Is there a link to the membrane? Is this the same thing as Osmotic dehumidifier?

(Ulrich Baer) #7

@Florian_Ford looks like the RD4 https://www.micro-dehumidifier.com/products/membranes/

(Peter Peters) #8

@Simon_Risowkin depends on the power consumption of the food dryer. 0.08 W per device is not that much for the RD version @George_Novtekov is using. Even if you use three of those.

And I believe he is intending to use it as a storage while printing. I don’t think that will work with the food dryer. Al though that is great for drying wet filament, instead of using an oven.

(Florian Ford) #9

@Ulrich_Baer Those look so High Tech … if one is getting that much value from his printer(S) then it could be justified… otherwise perhaps not. It’s a matter of money-in/money(value)-out

(Griffin Paquette) #10

$200 is far too much for consumer level.

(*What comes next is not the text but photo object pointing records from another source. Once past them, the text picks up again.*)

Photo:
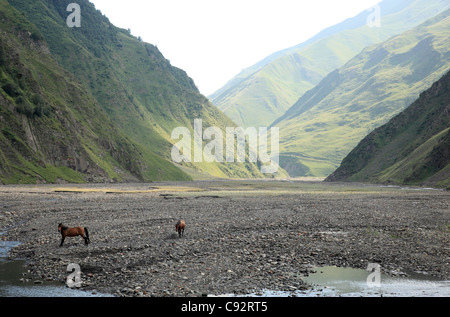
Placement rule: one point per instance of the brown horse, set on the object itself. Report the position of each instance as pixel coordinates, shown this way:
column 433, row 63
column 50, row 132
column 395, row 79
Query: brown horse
column 73, row 232
column 179, row 227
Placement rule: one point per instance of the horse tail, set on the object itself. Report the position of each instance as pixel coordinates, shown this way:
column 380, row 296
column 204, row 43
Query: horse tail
column 87, row 235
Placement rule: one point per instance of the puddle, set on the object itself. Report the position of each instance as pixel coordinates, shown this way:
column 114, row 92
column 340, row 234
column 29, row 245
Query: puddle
column 347, row 282
column 338, row 281
column 15, row 281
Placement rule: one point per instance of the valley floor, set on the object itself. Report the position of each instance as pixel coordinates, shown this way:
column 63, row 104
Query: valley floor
column 241, row 236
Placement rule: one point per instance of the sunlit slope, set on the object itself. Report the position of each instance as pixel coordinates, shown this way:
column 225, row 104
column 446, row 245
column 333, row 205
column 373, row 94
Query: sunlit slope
column 132, row 81
column 413, row 148
column 329, row 120
column 52, row 129
column 263, row 92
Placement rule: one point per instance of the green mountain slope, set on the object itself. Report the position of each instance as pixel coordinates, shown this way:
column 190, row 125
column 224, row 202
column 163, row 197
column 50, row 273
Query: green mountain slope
column 328, row 121
column 263, row 92
column 51, row 128
column 413, row 148
column 141, row 92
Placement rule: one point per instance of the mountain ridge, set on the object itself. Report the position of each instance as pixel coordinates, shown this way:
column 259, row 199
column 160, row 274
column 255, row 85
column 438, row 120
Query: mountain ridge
column 263, row 92
column 330, row 119
column 413, row 148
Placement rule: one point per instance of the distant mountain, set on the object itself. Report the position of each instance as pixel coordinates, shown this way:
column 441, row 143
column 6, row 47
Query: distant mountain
column 51, row 128
column 263, row 92
column 413, row 148
column 128, row 82
column 328, row 121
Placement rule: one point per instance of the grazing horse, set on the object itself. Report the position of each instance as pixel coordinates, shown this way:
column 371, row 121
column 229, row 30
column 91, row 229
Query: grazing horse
column 179, row 227
column 73, row 232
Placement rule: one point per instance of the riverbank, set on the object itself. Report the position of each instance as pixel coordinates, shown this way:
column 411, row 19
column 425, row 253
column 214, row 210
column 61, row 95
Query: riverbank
column 241, row 237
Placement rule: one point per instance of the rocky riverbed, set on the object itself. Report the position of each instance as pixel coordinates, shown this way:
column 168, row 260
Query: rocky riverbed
column 241, row 237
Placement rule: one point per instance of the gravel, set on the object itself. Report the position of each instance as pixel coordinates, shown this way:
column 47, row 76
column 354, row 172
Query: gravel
column 241, row 237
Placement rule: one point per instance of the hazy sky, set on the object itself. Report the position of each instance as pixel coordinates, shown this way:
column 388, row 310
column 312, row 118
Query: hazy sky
column 213, row 40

We print a lot of nylon at school (like many Kg a week) and even then we just keep it in a general monitored dry box

(Ryan Carlyle) #11

Have to weigh the convenience value and lifetime economics against something like calcium chloride desiccant (eg Damp-Rid.) I use polypropylene gasketed boxes (from Container Store) with a small tub of damp-rid and that keeps nylon dry for over a year. An M6 Bowden fitting and M6 nut provide an easy airtight penetration for a filament feed tube.

One downside to non-heater dehumidifier options is that they won’t initially dry PC and nylon. They can keep dried nylon dry but it’s very hard to pull out existing moisture without adding heat. The flimsy vacuum bag and ~20g silica packet the filament is delivered with does not guarantee the filament is dry when you get it. (PLA, ABS, and PETG can be dried with just desiccant or dry air though.)

(Simon Risowkin) #12

@Peter_Peters
ATM I use ZERO power consumption dry box: IKEA container with lid and a fair amount of silica gel cat litter at the bottom :slight_smile:

(Smash Smashin) #13

I believe such dry box will be very useful to keep moisture sensitive filaments dry when a spool is printed for couple of months

(Jeff DeMaagd) #14

I might consider it. But even with the price at hand it seems too efficient to be true.

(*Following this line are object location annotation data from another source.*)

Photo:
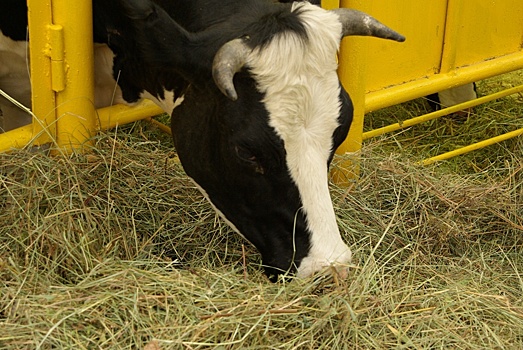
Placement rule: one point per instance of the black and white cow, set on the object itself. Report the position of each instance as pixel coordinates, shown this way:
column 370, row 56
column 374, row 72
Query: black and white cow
column 259, row 108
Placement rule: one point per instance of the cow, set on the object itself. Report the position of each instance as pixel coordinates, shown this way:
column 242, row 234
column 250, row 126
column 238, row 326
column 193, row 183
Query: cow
column 257, row 109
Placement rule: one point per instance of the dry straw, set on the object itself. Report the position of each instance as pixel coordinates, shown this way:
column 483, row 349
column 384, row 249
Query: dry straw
column 116, row 249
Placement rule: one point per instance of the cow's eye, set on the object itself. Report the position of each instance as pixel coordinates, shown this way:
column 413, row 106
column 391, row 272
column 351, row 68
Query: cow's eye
column 250, row 159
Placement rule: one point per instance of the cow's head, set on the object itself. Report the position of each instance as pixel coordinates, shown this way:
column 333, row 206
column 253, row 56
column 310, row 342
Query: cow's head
column 259, row 138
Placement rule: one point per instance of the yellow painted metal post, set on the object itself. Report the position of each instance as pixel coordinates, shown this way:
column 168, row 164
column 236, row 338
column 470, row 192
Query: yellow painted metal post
column 75, row 111
column 352, row 76
column 43, row 98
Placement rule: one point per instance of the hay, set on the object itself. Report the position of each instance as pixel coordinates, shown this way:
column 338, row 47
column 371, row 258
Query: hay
column 117, row 250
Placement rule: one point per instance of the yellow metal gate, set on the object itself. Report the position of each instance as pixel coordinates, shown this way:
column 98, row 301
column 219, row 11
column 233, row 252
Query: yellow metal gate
column 449, row 43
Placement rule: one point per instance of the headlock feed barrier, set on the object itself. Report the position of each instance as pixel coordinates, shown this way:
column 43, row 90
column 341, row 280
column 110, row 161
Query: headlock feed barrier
column 449, row 43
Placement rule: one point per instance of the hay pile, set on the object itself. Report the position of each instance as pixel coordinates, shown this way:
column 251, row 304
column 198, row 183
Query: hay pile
column 118, row 250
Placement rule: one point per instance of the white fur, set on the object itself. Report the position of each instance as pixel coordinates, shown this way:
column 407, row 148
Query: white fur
column 106, row 91
column 302, row 90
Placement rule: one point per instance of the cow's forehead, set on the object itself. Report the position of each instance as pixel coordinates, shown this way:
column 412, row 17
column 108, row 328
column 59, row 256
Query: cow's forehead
column 302, row 96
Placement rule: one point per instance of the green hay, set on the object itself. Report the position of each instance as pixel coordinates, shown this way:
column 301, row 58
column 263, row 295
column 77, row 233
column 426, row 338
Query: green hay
column 117, row 249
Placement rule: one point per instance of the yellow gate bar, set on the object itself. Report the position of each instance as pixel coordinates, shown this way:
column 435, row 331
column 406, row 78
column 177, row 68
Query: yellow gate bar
column 408, row 91
column 474, row 146
column 43, row 98
column 434, row 115
column 17, row 138
column 109, row 117
column 75, row 110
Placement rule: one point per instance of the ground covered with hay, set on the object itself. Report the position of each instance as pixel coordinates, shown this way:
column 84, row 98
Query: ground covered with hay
column 116, row 249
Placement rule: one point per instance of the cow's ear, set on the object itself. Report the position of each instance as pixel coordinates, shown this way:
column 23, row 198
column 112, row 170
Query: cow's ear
column 228, row 61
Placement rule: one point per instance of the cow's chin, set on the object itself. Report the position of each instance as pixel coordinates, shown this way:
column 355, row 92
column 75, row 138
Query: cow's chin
column 337, row 264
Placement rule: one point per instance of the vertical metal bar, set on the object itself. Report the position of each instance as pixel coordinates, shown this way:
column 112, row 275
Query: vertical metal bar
column 450, row 43
column 352, row 76
column 43, row 98
column 75, row 111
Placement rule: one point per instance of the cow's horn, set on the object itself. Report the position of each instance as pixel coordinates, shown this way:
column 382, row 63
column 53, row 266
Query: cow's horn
column 229, row 60
column 358, row 23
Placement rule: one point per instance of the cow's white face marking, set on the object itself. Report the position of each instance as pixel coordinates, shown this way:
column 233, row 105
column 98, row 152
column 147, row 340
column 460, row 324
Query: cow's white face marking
column 106, row 90
column 302, row 92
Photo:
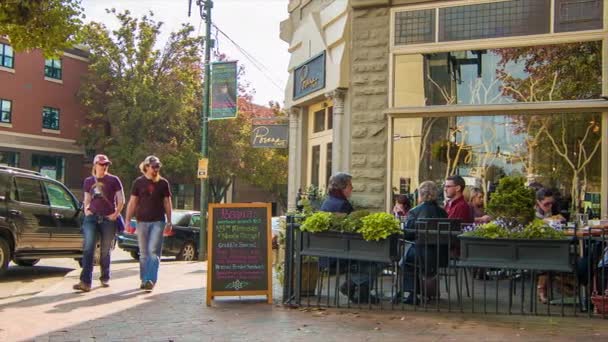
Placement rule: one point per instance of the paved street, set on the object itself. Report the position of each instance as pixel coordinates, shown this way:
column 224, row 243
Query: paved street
column 175, row 311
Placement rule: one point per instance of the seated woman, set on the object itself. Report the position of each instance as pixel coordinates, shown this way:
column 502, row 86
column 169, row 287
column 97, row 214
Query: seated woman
column 428, row 208
column 402, row 206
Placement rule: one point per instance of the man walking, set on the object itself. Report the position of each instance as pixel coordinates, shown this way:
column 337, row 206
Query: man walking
column 150, row 201
column 456, row 206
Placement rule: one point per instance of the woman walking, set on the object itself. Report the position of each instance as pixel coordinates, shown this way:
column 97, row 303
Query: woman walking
column 103, row 201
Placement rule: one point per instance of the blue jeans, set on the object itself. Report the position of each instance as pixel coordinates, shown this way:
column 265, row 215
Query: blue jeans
column 150, row 239
column 90, row 229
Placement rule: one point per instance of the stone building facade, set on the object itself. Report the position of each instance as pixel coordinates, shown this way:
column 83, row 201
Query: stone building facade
column 480, row 88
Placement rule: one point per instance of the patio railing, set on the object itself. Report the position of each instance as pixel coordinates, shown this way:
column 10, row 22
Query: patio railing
column 444, row 274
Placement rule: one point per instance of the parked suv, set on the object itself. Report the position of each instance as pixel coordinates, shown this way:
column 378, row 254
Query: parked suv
column 39, row 218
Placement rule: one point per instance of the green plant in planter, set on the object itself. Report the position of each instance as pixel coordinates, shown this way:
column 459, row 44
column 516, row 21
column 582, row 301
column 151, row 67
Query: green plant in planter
column 539, row 229
column 512, row 201
column 379, row 226
column 317, row 222
column 490, row 230
column 352, row 223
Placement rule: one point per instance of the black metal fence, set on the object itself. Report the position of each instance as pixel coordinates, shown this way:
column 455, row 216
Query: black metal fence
column 430, row 268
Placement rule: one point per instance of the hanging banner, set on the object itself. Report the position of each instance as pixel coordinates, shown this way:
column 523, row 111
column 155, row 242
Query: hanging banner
column 270, row 136
column 309, row 77
column 223, row 90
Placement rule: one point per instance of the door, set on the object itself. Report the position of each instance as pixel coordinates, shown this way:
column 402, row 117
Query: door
column 65, row 211
column 29, row 212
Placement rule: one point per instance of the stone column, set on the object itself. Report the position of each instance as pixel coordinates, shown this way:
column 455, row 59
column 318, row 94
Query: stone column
column 338, row 95
column 295, row 156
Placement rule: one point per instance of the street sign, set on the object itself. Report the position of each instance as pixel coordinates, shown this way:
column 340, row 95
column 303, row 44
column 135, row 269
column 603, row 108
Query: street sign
column 223, row 90
column 202, row 168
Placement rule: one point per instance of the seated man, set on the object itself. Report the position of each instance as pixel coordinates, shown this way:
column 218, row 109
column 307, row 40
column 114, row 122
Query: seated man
column 428, row 208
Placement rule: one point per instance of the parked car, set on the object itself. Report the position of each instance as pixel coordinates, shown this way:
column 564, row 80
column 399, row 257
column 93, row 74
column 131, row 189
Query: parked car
column 183, row 242
column 39, row 218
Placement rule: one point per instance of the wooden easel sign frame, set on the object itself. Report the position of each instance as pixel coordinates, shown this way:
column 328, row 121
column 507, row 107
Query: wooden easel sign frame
column 239, row 247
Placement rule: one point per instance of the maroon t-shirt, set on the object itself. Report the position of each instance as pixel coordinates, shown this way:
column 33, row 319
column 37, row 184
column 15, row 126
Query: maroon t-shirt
column 103, row 193
column 150, row 196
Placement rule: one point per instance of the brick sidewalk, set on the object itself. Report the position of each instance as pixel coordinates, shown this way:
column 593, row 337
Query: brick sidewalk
column 176, row 311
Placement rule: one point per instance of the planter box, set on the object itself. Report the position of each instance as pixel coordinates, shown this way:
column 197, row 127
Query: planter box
column 348, row 246
column 541, row 255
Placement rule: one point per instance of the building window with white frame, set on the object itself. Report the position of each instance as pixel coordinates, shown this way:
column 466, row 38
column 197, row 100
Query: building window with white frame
column 6, row 107
column 50, row 118
column 7, row 56
column 52, row 68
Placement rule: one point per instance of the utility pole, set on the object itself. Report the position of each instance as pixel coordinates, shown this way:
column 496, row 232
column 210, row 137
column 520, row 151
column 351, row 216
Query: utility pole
column 205, row 7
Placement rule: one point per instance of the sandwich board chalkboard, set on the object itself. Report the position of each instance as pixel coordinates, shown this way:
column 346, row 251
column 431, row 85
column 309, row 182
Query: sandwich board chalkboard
column 239, row 250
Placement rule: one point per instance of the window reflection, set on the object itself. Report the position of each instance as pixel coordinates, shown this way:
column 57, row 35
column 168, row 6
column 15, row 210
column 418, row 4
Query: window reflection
column 560, row 151
column 494, row 76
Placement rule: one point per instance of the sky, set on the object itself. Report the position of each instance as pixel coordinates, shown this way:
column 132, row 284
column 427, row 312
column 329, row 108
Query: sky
column 252, row 24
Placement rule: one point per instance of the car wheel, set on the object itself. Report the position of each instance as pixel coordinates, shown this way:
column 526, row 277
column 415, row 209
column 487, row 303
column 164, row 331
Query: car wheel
column 26, row 262
column 5, row 255
column 188, row 252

Edit: 0.084 g/day per device is probably the catch then. That seems pretty low, and it looks like you’re using 3 devices in your prototype meaning a quarter gram of water extracted per day. So of you have two spools with 1g of absorbed moisture each, plus the air you just let in opening the dryer to put the spools in, it could take a few days for it to get down to an appropriate level.

(George Novtekov) #15

This is the prototype and we will chage those 3 elements with one bigger capable of 2grams per day that should be plenty as vendor of the element suggest the new element is suitsble for volumes of 60 litres. The current prototype do not perform well under 40% Rh. With the new element we are targeting between 15 and 20% Rh for two spools in 2 - 4 hours after closing the lid. This was the reason of this vote. We realise that the current prototype is not effective enough and the new element is really expensive and will drive the price to 200$. Our original target was 100-120$ for one and two spools respectively. The new membrane is on its way to us and it should be 30 times more effective and will consume arround 1W in normal situation. So thanks everyone for votes.

(Ryan Carlyle) #16

If you do the math on nylon water absorption, I think you’ll need something like 20g+ water removed for initial drying of saturated filament. That’s just off the top of my head though, so haven’t done the math in a long time.

(Ulrich Baer) #17

@George_Novtekov any Idea about membrane degradation and lifetime?

(George Novtekov) #18

Vendor suggest that element got 5 year of lifespan in 24/7 operating state. If ne element is powerfull enough we wil be able to create cycle between 15 and 20% oh Rh that will increase the lifespan. And yes membrane degrade over the time and also if not handled properly.